Samuel L. Jackson is the colonel in charge of the Army helicopter squad that, when they first spot Kong, naturally begins firing weapons at him because who is he to stand so tall on an island they didn't even know existed until a few days ago? The whole shooting-at-Kong thing actually makes me laugh. Once it's clear that their machine guns and chopper-launched-missiles aren't hurting him -- they only piss him off to the point where he knocks the helicopters out of the sky -- why would you then take out your pistol and think that's going to do anything?

John Goodman is the lead scientist who, unlike in previous Kong movies, isn't planning on taming the beast and taking him back to New York so he can climb a skyscraper. He's there to prove that there are pre-historic monsters living in giant caves under the Earth's surface. It turns out he's right -- and Kong isn't the only one. There are all sort of outsized creatures on Skull Island for both the humans and Kong to do battle with. All of this is done with some rather impressive CGI work, and the movie looks beautiful.

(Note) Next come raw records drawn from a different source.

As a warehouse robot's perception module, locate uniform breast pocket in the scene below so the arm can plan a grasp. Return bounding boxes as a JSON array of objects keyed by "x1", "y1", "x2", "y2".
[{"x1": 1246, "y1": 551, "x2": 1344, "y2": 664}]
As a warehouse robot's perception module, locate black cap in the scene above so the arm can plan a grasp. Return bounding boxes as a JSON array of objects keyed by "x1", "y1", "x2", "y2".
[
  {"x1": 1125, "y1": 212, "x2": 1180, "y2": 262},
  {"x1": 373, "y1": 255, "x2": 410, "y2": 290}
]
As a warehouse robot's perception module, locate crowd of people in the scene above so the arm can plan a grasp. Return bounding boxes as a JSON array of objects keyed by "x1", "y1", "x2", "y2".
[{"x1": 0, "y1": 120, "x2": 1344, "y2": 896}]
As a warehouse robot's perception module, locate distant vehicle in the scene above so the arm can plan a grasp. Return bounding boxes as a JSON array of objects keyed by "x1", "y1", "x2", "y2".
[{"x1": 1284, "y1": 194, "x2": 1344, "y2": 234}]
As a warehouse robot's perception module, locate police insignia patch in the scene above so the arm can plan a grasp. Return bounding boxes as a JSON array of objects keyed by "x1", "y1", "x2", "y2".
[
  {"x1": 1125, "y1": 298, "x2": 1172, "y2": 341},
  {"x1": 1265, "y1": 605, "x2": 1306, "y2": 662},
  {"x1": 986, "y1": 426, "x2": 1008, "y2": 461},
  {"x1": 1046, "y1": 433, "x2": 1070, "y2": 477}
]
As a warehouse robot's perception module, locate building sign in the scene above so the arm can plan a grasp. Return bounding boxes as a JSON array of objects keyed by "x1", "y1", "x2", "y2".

But things don't really turn interesting until John C. Reilly appears midway through as Hank Marlow, a World War II vet who's been stuck on Skull Island for 28 years. He lives with the humans who are native to the island, and has learned from them how not to get eaten by the humongous creatures that roam nearby.

Marlow is the only character with a sense of humor, which the movie desperately needs. What it doesn't need is Larson, nor Tom Hiddleston, whose character similarly serves no actual purpose in driving the plot.

So, is "Kong: Skull Island" a complete bust? Not if you go in with the right level of expectations. Set them high for the monsters and action sequences but low for the storyline and characters and you might just walk out satisfied. You can also turn the movie into a drinking game -- toss one back for every "Apocalypse Now" allusion the filmmakers have thrown in.

I give "Kong: Skull Island" a 6.5 out of 10.